Barry Ritholtz of The Big Picture blog, Bloomberg View columnist and money manager tweeted White’s article. The first response asked if the article was a joke. Ritholtz responded: “I prefer to think of it as an alternative reality. Think Philip K Dick’s ‘Man in the High Castle.’ ”  (The reference is to a science fiction work based on a totalitarian America replete with confusion over true and false realities.)
Even Yahoo Finance got into the act with Deirdre Hughes posting the question: “Do you think Washington beat Wall Street?” along with excerpts from White’s article. Thus far there are 58 comments with the word “propaganda” appearing multiple times.
One commenter writes:
“Propaganda. Washington caved using taxpayer money to fund continuous QEs that all went to Wall Street as a pay out, not main street. Wall Street is bigger and richer than ever. However main street is not allowed to participate in the profits only the losses (private profits vs. socialized losses). In return Wall Street funded political campaigns and screwed borrowers and savers alike. Getting money from the Fed at 0.001 (paying savers the same) and making borrowers pay 4.5 to 20% on credit cards and loans. Not only are the savers screwed but so are their children, workers, stores and restaurants they used to frequent. No[t] to mention stagnant or no wages and run away inflation on practically everything. Great job Mr. Pres and congress!”
White is no Johnny-come-lately to the Wall Street beat. According to his official bio, prior to joining Politico in 2009, White worked as a Wall Street reporter for the New York Times. From 2005 to 2007, he was a Wall Street correspondent at the Financial Times. Before that he was with the Washington Post in various capacities.
White drops a clue in the article as to whom or what might be fueling this new-think. White says Hamilton Place Strategies, a D.C. consulting firm, is “working with banks on image repair.” The web site for Hamilton Place Strategies says it “brings experience and issue expertise to bear for managing media…” Should media be managed?
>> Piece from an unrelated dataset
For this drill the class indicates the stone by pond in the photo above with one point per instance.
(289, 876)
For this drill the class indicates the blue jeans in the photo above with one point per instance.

It also says it “shapes the way people and policy makers think about issues and ideas. We bring decades of experience and relationships with leading thought leaders and journalists in Washington and around the world.” And, finally, it notes that it has monitoring techniques “to measure the effectiveness of a communications strategy.”
If flipping the Time magazine cover story of “How Wall Street Won” on its head was somebody’s goal here, it should be duly noted by the media managers that this was a major bust.